- Born: Francis Richard Otto October 7, 1936 (age 89) Cleveland, Ohio, US
- Died: July 26, 2017
- Education: PhD in Educational Administration (Applied Linguistics and Materials Development): University of Wisconsin–Madison MA in Spanish Language and Literature: University of Wisconsin–Madison BA in Spanish Language & Literature and U.S. History: Baldwin-Wallace_College in Berea, Ohio
- Occupations: Retired university professor and entrepreneur
- Years active: 1966–2006
- Spouse: Janet Mae Reed(1958–present)
- Children: 5 children, ages 42 to 56
- Parent: Albert Francis Otto Elizabeth Ruth McKenna

= Frank Otto (academic) =

American linguist

Frank Otto (October 7, 1936 – July 26, 2017) was an American educator, pioneer in computer-assisted language learning (CALL), entrepreneur, and the founding executive director of CALICO (the Computer-Assisted Language Instruction Consortium).

==Early academic career==
Otto received his PhD in 1960 from the University of Wisconsin-Madison. During his program there he conducted dissertation research in the area of foreign languages in the elementary school. With support from publisher Heath de Rochemont, a division of D.C. Heath, he investigated alternative approaches to staffing foreign language programs. His projects involved working with the publisher’s efforts to broadcast their Parlons Français program to over two million schoolchildren in the Midwest from a DC-3 airplane flying overhead. In addition to his degree in Educational Administration and Curriculum Development, Otto also received his state certification as a teacher of Spanish, History, and English.
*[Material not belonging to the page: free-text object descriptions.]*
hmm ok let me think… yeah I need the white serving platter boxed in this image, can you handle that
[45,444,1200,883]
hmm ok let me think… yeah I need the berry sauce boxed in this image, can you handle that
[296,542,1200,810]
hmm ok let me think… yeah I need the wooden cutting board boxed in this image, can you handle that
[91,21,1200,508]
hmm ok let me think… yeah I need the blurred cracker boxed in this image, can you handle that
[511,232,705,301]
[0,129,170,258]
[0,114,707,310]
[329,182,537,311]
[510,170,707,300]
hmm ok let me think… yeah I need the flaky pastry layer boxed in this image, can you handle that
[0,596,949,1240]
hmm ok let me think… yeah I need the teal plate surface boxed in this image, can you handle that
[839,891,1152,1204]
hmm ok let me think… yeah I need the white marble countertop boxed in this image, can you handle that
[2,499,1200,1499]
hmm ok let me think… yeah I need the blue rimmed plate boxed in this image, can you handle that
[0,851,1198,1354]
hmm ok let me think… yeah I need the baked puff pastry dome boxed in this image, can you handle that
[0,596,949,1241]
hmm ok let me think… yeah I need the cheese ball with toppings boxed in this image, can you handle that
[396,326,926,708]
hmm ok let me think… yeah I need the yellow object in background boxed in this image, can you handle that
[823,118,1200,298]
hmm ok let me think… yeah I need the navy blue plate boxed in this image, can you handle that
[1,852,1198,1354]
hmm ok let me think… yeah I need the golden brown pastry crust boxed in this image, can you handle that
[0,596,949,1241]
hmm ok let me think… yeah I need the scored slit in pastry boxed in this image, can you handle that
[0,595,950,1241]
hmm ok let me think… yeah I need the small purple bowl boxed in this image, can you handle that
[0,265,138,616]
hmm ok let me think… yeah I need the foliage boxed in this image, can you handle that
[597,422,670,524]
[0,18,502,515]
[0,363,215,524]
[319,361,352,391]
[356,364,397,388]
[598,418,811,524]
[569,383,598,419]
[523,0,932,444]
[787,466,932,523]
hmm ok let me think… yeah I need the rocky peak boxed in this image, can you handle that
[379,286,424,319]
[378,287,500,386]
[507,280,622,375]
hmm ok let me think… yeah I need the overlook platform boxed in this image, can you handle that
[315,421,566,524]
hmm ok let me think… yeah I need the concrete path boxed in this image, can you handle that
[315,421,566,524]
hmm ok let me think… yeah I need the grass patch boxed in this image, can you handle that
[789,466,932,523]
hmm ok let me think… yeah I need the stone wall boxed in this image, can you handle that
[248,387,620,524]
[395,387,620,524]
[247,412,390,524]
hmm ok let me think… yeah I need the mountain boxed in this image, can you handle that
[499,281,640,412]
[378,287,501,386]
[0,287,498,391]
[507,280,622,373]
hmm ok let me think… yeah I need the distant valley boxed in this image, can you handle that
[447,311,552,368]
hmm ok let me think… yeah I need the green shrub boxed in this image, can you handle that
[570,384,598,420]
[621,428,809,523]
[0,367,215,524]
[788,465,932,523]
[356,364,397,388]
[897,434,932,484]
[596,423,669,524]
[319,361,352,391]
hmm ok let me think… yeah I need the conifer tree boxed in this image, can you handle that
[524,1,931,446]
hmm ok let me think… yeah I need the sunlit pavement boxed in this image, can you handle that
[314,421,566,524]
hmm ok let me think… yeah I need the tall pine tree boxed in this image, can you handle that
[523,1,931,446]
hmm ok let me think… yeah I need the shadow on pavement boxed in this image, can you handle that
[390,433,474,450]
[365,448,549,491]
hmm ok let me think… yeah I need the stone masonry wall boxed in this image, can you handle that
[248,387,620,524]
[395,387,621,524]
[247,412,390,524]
Upon graduation from Wisconsin, he took a faculty position at Ohio State University in one of the first programs in foreign language education in the United States. During his time at Ohio State, Otto worked with such well-known figures in Foreign Language Education as Dr. Edward Allen and Dr. Paul Pimsleur. Pimsleur on more than one occasion agreed with Otto's opinion that foreign language instruction was eventually "going to wind up on the computer!”

In 1972 Otto accepted the position to serve as Director of the Language Institute at the University of the Americas in Puebla, Mexico. He also worked with the US embassies in Mexico, Guatemala, Honduras, Ecuador, Panama, Costa Rica, El Salvador, and Columbia not only throughout Latin America but also in Asia, mainly in the Philippines. During that time in his career he also served on the Advisory Committee on Learning Technologies for the Developing World established by the Institute for International Research of the US Agency for International Development.

==Brigham Young University==
Following his work in Central and South America, Otto was recruited by Brigham Young University (BYU) in 1975 to help develop a program in ESL (English as a second language). While at BYU he participated in the development for the TICCIT system. of what could well be the first interactive multimedia program for teaching Spanish online.

During his time at BYU, Otto was instrumental in the founding of CALICO (the Computer-Assisted Language Instruction Consortium). As an important part of his work with CALICO, he also served as the founding editor of the CALICO Journal.

==Entrepreneurship==
Following his service at BYU and for CALICO, Otto retired and devoted full-time to his company CALI for the development of ELLIS, which stands for "English Language Learning Instruction System" as an allusion to Ellis Island, the port of entry for millions of immigrants to the United States of America. ELLIS was later purchased by Pearson Learning and is still available today from Pearson as ELLIS: A Digital Learning ELL Curriculum.